= Professional foul =

Sporting term

In various sports, a professional foul is a deliberate foul which curtails an imminent threat from the opposition, where the prescribed punishment for the foul is less damaging to the fouler than the opposition carrying out the threat would be. Professional fouls are usually committed to prevent an opponent from scoring.

Professional fouls are usually considered gamesmanship rather than cheating. Various sports contain provisions in their rules to deter them, either by negating the advantage gained from such an act or by applying additional punishment beyond that for a similar foul in normal circumstances.

== Association football ==
In association football, a professional foul involves a defender committing a foul in order to prevent the opponents from scoring, or to deny an obvious goal-scoring opportunity (DOGSO). The resulting free kick or penalty may offer the attacking team a lower chance of scoring than the original playing position, and the defending player therefore has an incentive to tactically commit the foul. Offending players are cautioned or sent off in accordance with the circumstances of the foul, with the punishment dependent upon both the nature of the foul and the opportunity denied to the opposition by it.

Under Law 12, what constitutes an obvious goalscoring opportunity is left to the discretion of the referee; however, several factors are given to help referees decide. These are the distance between the offence and the goal, the likelihood of keeping or gaining control of the ball, the direction of the play, and the location and number of defenders.

===History===
The concept gained attention in association football after an incident in the 1980 FA Cup Final when Willie Young of Arsenal committed a deliberate foul on Paul Allen of West Ham United, when Allen had a clear chance to score. As the Laws of the Game stood at the time, referee George Courtney could only caution Young and award West Ham a free kick, which he did. This provoked a national debate on deliberate fouls that denied opponents a clear run at goal.

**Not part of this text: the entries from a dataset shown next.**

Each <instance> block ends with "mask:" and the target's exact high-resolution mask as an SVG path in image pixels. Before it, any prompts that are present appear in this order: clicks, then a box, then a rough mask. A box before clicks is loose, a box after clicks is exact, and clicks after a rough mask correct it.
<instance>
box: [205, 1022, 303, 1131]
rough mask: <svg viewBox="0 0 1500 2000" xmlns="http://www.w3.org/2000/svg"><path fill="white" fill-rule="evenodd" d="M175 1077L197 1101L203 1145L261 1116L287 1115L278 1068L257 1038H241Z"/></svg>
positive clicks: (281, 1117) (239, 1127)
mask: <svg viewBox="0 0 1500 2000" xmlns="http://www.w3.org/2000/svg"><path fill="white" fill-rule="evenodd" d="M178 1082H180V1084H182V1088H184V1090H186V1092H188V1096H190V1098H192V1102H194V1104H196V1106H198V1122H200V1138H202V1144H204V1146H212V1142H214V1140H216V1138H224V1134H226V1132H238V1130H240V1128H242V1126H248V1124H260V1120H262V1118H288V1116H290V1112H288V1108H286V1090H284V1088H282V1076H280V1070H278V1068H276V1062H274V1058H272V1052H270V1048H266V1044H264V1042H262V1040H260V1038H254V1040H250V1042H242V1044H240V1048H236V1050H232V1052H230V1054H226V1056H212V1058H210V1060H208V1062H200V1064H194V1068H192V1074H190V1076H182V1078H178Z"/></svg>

At the time, the English game was suffering a downturn in attendances and the chairmen of the Football League clubs decided to consider ways in which the game could be made more exciting. A subcommittee was appointed to produce some suggestions, chaired by Jimmy Hill and including Matt Busby and Bobby Charlton. They recommended in 1982 that if the referee judges that a foul on an attacking player prevents an obvious scoring opportunity, the referee should issue the offending player a straight red card for "serious foul play" in order to deter offenders. However, the FA's refereeing committee abolished the rule in July 1983. The rule was finally fixed into the Laws of the Game by the International Football Association Board (IFAB) in 1990, and FIFA instructed referees working the 1990 World Cup to send players off for a DOGSO offence. In 1991 the IFAB made an addition which deemed that a player who committed a handling offence that denied an obvious goal-scoring opportunity should be sent off for serious foul play. For example, a goalkeeper who handles the ball outside the box can be sent off if it results in a DOGSO.

In 2016 the Laws of the Game were amended so that a foul resulting in a penalty kick would only result in a yellow card – providing that the player was making a genuine attempt for the ball – in order to reduce the "double jeopardy" of both a red card and a penalty kick. Referees are still permitted to send players off for serious misconduct committed in the penalty area, such as those where no attempt to legally play the ball was made.

==American football==

In American football, the rules regarding unfair acts empower officials to enforce additional penalties so as to counteract the potential benefit a team may gain from a major or repeated foul.

In order to get a more favourable field position for a punt or to run the clock down while leading a game, it can happen that a team takes a delay of game penalty of five yards by running down the play clock on purpose. When looking for a lower field position for a punt, it is to prevent a touchback by having the punt go into the end zone.

==Basketball==

In basketball, teams may deliberately commit personal fouls for strategic reasons. As the resulting free throws must be taken by the fouled player, teams may tactically choose to foul a player with a poor free-throw percentage. This became known as "Hack-a-Shaq" after Shaquille O'Neal who was a target of such tactics. Trailing teams often also commit intentional fouls late in games in order to stop the clock and get the ball back, rather than allow the opponent to run out the clock.

In addition, there are specific rules governing obvious goal scoring opportunities called clear path fouls.

==Rugby league==

The professional foul in rugby league embodies a similar concept to other sports, a deliberate breach of the rules in order to prevent a scoring opportunity. The penalty for this offence is 10 minutes in the sin bin.

The majority of professional fouls are either holding down the tackled player after a break has been made in order to allow his teammates to reform in defence, interfering in the play when making little or no attempt to return to an onside position, or tackling or impeding the progress of a player not in possession when a try may possibly be scored. The latter situation may result in a penalty try.

==Rugby union==
Law 10.2a of the Laws of Rugby deals with intentional infringements. Referees are instructed to award a penalty kick in such instances and admonish, caution (resulting in a temporary suspension from the game), or send off the offender. A penalty try can be awarded if the referee believes the offence probably prevented a try being scored.